On Tue, 06 Apr 2004 05:31:41 -0400, George Macdonald
<fammacd=!SPAM^(E-Mail Removed)> wrote:
>This story has been reported in several places but here's the owner's
>summary of the full report, which is only available by subscription:
>http://tinyurl.com/3a9kn
>
>Interesting that it's been reported, http://tinyurl.com/2l7jw that they
>found differences which neither Intel nor AMD were aware of but I'd assume
>(hope) that those are fairly esoteric.
Well, as we've mentioned a few times before, Intel's P4 and AMD's
AthlonXP are NOT 100% compatible as it is. Same goes for Intel's P4
vs. Intel's PIII. However the same code generally works on both
unless you really go out of your way to use the incompatible code.
There are certainly going to be a few rather minor differences between
AMD64 and Intel's EMT64/IA-32e/name-of-day, but compilers should be
able to take care of them with no trouble at all.
The only problem Intel might have is running code that has already
been compiled for AMD's chips before any differences between them
became known. However, this is simply the price that Intel has to pay
for arriving WAY late to the game (IMO AMD was late to the game and
they've still got a year and a half's head start).

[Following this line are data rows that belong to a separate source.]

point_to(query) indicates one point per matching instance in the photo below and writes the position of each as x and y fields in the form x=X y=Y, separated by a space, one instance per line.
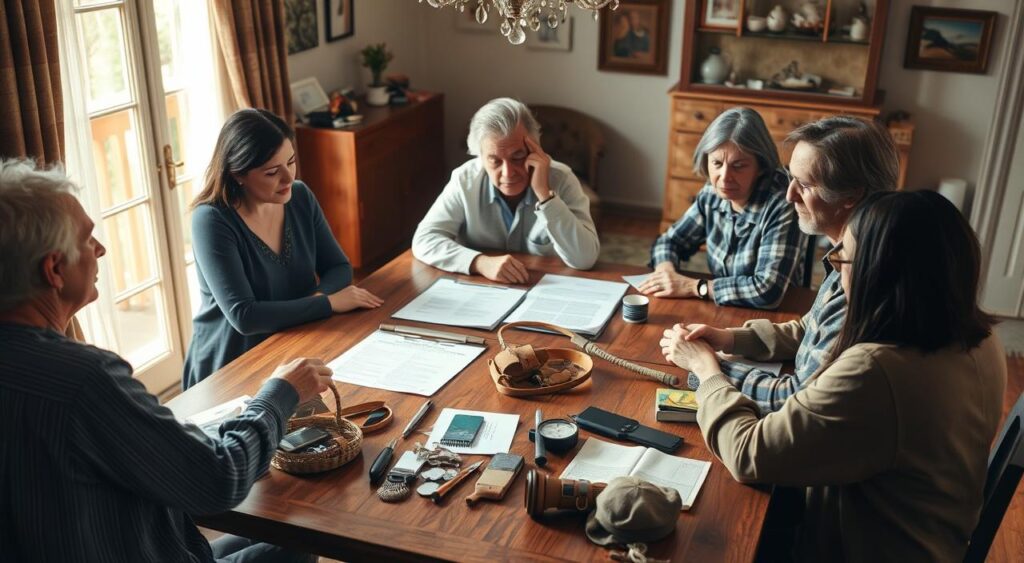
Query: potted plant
x=376 y=58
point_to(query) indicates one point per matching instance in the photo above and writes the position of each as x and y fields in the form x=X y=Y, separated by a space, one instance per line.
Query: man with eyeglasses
x=836 y=163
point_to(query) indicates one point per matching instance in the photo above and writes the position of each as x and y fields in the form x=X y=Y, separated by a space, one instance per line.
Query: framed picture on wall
x=548 y=39
x=949 y=39
x=300 y=18
x=339 y=18
x=635 y=37
x=720 y=14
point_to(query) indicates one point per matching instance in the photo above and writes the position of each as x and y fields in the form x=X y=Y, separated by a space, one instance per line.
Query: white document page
x=494 y=437
x=599 y=462
x=403 y=363
x=682 y=474
x=580 y=304
x=773 y=366
x=635 y=280
x=462 y=304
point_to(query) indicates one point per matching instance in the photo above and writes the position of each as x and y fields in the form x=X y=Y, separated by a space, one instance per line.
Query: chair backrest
x=571 y=137
x=809 y=255
x=1006 y=466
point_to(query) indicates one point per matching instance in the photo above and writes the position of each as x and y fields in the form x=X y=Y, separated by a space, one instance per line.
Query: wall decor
x=339 y=18
x=720 y=13
x=557 y=39
x=949 y=39
x=635 y=38
x=300 y=16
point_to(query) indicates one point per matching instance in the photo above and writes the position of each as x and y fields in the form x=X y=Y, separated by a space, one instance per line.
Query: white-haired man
x=94 y=469
x=512 y=198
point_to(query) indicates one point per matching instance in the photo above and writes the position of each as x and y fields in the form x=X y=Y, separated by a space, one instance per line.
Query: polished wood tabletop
x=337 y=514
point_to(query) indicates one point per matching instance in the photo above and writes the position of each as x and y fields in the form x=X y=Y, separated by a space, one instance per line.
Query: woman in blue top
x=753 y=236
x=265 y=256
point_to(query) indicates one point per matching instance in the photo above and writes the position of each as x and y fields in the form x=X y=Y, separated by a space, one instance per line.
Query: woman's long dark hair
x=248 y=139
x=915 y=271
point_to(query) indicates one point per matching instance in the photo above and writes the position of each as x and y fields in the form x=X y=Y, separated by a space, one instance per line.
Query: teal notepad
x=462 y=431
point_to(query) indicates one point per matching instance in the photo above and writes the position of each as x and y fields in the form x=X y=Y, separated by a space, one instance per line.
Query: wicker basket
x=345 y=444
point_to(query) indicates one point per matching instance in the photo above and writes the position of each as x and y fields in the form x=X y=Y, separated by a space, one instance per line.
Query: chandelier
x=518 y=14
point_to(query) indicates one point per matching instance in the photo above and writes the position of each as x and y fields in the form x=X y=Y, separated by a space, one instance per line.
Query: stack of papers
x=580 y=304
x=462 y=304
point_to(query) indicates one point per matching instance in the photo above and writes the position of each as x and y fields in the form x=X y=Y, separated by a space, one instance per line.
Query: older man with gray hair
x=512 y=198
x=94 y=469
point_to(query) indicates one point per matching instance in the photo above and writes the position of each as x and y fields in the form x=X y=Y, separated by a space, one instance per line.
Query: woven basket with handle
x=344 y=445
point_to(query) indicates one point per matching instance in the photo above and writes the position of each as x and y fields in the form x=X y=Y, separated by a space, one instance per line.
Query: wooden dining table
x=337 y=513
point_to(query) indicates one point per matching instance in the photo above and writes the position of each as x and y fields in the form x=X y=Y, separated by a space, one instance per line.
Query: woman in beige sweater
x=891 y=438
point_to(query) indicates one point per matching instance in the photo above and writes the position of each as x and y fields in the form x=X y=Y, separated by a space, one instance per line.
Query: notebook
x=462 y=431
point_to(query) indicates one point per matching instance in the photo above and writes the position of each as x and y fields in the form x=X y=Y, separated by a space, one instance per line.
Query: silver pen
x=416 y=420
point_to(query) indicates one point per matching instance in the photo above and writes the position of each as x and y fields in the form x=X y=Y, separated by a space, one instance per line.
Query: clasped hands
x=666 y=282
x=692 y=347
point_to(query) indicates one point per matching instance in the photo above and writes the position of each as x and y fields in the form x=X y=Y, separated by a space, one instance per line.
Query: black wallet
x=607 y=424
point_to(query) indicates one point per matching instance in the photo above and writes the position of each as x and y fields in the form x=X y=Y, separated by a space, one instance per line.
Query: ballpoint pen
x=416 y=420
x=379 y=467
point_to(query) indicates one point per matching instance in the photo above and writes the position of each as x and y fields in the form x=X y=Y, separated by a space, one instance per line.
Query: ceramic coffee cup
x=635 y=308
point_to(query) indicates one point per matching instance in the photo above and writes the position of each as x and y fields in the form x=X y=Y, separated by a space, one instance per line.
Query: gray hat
x=630 y=510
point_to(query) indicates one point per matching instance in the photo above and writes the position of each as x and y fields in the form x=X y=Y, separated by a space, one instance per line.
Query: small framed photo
x=949 y=39
x=720 y=14
x=635 y=37
x=556 y=39
x=307 y=95
x=339 y=18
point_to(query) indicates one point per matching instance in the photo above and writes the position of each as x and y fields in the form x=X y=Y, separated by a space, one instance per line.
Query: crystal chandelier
x=518 y=14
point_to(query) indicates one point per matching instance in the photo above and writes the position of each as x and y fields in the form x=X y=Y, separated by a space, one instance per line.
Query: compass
x=559 y=434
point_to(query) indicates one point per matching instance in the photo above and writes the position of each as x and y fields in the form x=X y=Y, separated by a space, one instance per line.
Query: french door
x=141 y=113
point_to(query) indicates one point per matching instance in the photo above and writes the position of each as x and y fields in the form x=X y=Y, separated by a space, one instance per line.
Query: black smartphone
x=375 y=417
x=303 y=437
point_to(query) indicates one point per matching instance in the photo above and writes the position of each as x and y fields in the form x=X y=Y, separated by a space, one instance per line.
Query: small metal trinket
x=392 y=491
x=433 y=474
x=428 y=488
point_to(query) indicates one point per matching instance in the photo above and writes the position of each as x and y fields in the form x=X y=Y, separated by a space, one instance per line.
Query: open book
x=599 y=462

>I'm not sure they're right about Intel reverse engineering here. I've
>suspected for a while that Intel cross-licensed the x86-64 stuff about the
>time that AMD licensed SSE2 to replace their original intention to do a
>completely new FPU.
Intel and AMD definitely have cross-licensing agreements in place, so
I'm sure that you are correct, not really much need for reverse
engineering except maybe for a bit of validation purposes. I don't
know if this all relates back to SSE2 or simply general
cross-licensing agreements that exist between the two companies, but
the end result is pretty much the same.